Bankers Hill is getting a fresh shot of all-day dining, courtesy of one of San Diego’s most familiar restaurant players. Tracy Borkum’s Urban Kitchen Group has inked a deal for a nearly 5,000-square-foot space at 2550 Fifth Avenue, with plans for an all-day restaurant slated for late 2027. The project will become the group’s second permanent outpost in Bankers Hill, alongside its long-running Cucina Urbana, and is being framed as a sign of a new chapter for downtown-area dining.

According to The San Diego Union-Tribune, Borkum and executive chef Tim Kolanko have signed a lease for Unit 120 in the Manchester Financial building, a ground-floor space that previously housed Civico by the Park and Il Dandy. The paper reports the restaurant footprint at nearly 5,000 square feet and notes that broker Pasquale Ioele represented the landlord in negotiations. While company and city approvals will ultimately dictate the schedule, Urban Kitchen Group is currently eyeing a late-2027 opening for the new concept.

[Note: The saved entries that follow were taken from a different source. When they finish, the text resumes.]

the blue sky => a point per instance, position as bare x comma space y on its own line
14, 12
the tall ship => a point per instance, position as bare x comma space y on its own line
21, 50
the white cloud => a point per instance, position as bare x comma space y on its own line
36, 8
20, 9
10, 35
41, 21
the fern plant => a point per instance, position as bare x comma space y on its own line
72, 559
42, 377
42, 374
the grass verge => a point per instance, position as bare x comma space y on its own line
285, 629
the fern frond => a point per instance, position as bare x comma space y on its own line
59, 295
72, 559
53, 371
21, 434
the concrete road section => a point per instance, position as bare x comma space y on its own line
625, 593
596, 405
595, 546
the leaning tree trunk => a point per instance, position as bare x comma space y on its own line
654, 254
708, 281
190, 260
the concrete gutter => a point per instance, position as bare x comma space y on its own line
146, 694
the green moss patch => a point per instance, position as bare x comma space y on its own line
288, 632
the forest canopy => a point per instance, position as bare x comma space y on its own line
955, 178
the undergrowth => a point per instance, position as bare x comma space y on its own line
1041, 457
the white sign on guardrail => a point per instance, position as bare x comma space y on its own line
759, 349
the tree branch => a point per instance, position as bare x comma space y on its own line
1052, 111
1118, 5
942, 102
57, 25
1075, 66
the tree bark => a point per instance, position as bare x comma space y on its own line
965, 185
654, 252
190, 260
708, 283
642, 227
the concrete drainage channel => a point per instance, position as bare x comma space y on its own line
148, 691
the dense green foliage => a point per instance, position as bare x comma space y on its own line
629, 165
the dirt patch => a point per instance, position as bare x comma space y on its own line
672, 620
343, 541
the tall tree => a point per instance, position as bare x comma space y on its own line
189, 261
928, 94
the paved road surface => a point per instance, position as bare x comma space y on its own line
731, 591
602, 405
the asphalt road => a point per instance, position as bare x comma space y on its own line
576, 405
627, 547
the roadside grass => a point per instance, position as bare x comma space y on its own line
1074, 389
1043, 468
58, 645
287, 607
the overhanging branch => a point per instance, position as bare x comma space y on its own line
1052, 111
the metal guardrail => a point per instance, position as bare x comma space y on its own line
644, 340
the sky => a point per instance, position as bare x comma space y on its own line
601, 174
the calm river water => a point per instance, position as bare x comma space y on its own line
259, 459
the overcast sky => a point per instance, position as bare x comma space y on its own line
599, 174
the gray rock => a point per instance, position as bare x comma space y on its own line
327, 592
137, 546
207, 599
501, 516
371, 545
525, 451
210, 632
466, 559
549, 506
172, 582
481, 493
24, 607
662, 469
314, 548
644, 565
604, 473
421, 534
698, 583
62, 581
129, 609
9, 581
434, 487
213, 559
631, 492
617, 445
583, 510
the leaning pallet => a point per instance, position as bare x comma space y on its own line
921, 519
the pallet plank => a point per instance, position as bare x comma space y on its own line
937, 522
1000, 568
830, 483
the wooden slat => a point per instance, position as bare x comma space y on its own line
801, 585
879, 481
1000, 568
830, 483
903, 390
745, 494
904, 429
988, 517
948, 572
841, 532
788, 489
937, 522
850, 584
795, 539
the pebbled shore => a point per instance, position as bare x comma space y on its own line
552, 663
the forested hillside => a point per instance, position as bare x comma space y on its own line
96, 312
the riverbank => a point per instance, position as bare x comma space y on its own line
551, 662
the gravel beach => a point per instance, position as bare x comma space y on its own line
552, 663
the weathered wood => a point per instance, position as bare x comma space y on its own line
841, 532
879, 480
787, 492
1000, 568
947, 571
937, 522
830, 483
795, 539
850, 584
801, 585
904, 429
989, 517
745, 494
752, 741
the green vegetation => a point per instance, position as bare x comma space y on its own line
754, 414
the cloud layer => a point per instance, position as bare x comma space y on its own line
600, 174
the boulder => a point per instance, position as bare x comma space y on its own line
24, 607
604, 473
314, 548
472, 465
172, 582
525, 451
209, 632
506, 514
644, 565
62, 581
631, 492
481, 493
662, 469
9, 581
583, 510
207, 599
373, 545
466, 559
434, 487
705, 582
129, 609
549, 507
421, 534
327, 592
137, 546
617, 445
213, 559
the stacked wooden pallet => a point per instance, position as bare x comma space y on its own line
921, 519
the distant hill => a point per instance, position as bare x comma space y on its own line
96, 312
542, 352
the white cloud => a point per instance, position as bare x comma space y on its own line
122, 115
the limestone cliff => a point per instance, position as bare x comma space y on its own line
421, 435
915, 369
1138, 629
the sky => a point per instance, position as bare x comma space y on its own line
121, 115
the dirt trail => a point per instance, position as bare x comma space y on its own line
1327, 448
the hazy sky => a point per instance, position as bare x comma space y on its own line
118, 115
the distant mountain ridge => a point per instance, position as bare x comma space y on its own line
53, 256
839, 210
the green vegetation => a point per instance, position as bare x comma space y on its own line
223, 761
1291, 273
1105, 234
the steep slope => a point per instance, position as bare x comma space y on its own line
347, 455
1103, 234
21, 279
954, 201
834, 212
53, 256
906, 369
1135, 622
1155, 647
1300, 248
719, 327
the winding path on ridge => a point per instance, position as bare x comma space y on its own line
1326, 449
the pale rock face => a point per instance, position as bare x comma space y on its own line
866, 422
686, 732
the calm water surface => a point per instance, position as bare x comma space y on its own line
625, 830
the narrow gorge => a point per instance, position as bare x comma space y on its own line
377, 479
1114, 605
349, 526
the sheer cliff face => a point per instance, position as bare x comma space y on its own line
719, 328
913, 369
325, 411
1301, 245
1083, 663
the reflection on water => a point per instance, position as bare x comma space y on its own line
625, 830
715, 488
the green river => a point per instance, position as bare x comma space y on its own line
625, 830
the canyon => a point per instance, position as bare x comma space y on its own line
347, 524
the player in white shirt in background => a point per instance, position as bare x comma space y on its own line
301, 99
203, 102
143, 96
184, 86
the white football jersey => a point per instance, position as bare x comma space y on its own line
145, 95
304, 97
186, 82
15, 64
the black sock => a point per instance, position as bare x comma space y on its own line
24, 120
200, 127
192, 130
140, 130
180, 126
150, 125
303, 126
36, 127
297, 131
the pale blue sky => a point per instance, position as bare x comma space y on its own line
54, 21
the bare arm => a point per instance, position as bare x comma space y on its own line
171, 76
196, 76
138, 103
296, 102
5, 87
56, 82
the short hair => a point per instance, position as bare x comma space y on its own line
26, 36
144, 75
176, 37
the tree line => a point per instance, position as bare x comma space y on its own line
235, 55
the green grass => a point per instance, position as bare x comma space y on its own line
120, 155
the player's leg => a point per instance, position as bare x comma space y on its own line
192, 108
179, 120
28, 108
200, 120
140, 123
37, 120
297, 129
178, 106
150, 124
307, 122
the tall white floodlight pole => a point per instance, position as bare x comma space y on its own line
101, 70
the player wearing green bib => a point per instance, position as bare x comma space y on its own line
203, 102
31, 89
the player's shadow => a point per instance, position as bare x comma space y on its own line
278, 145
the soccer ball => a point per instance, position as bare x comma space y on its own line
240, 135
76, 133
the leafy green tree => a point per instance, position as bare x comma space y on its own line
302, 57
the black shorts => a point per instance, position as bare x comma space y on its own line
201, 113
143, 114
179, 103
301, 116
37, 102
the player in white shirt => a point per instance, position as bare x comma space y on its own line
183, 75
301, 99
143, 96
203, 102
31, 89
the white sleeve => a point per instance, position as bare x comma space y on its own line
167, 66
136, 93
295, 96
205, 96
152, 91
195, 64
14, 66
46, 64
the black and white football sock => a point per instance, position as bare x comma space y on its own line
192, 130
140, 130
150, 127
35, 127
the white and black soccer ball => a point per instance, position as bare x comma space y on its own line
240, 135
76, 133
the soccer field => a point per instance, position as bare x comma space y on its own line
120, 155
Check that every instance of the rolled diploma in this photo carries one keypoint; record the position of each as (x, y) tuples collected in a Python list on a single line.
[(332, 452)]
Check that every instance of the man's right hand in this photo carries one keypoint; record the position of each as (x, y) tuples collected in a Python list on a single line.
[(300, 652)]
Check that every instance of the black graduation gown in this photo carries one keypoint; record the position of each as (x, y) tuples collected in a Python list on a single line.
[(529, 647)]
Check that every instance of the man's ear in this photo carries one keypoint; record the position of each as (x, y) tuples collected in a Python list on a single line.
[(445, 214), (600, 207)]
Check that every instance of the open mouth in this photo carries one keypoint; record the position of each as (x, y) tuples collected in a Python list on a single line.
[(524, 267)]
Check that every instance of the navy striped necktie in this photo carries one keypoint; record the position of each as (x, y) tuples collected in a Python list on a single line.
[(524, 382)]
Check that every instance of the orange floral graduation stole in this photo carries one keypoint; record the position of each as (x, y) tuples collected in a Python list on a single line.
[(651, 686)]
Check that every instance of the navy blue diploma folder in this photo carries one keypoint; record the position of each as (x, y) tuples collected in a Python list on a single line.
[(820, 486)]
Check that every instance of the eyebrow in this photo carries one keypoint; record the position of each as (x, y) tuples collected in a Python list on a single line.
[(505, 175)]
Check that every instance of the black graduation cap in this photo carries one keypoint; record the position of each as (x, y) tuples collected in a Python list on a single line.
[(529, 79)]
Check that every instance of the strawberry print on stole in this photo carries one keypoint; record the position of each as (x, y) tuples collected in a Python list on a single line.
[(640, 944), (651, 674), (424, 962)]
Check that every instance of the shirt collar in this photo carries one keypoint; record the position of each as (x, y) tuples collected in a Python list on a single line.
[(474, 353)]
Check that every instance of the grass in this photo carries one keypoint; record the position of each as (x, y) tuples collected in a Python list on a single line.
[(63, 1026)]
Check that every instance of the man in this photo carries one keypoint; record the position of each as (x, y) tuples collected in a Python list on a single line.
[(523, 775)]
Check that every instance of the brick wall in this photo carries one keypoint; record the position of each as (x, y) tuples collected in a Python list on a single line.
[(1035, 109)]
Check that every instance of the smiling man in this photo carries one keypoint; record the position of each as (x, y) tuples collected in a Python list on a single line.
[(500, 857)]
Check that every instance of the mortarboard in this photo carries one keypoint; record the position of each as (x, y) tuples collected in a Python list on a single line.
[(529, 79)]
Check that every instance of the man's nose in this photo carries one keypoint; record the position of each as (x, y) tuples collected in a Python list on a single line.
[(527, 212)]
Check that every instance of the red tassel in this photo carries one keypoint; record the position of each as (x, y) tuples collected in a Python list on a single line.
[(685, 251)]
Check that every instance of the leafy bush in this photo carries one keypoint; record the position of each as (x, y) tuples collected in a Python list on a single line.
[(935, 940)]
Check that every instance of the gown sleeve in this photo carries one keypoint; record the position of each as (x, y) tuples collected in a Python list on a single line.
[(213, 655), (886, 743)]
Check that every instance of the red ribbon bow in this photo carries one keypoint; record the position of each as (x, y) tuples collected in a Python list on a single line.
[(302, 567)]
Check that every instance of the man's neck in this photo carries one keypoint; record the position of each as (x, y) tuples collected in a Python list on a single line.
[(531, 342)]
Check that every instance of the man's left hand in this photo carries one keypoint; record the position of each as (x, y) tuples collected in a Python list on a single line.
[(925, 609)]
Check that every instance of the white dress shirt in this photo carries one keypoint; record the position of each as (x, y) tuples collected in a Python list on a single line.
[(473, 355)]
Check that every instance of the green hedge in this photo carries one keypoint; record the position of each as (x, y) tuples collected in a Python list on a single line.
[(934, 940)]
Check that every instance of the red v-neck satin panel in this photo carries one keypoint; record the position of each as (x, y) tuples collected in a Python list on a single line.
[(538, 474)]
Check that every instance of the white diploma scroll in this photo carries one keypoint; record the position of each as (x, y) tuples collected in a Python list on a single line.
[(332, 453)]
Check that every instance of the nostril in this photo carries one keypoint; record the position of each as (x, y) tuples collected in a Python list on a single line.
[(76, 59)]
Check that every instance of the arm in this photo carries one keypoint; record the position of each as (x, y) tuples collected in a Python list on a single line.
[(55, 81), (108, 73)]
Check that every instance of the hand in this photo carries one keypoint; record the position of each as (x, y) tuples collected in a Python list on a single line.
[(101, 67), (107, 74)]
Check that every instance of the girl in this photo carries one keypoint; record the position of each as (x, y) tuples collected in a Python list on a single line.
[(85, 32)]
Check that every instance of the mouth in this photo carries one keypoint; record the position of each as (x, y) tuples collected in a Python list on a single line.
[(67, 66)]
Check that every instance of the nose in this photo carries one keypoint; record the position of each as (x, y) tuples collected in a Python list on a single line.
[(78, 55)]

Urban Kitchen Group’s footprint across the county

Urban Kitchen Group is already woven into several San Diego neighborhoods and cultural institutions. Its portfolio ranges from CUCINA Urbana in Bankers Hill to CUCINA Enoteca locations in Newport Beach and Irvine, plus Artifact at Mingei, The Kitchen @ MCASD, Gold Finch Modern Delicatessen, Morena Provisions, and a busy catering arm. On its website, Urban Kitchen Group currently lists the Del Mar CUCINA enoteca as closed while the company refocuses its lineup. That existing brand recognition gives the new Bankers Hill restaurant a built-in audience for an all-day format.

Why the Del Mar closure matters for the new opening

The group closed its Del Mar CUCINA enoteca in March 2026, a move it attributed in part to rising lease costs and a sales slowdown that lingered after the pandemic, according to The San Diego Union-Tribune. Eater San Diego also reported that the company cited “substantially increased property taxes” as another factor in the shutdown, a reminder of the financial pressures bearing down on regional operators. Against that backdrop, the new Bankers Hill lease looks like a strategic pivot back to denser urban neighborhoods where the brand is already firmly rooted.

What diners can expect and next steps

The concept is being described as an all-day restaurant, typically translating to service from breakfast through dinner, along with a bar program that stays lively into the evening. Specific menus, design details and operating hours have not yet been announced. Next up are build-out permits and tenant improvements, which means the late-2027 target is plausible but still dependent on construction schedules and city sign-offs. Urban Kitchen Group says more information will be released as the project progresses through development.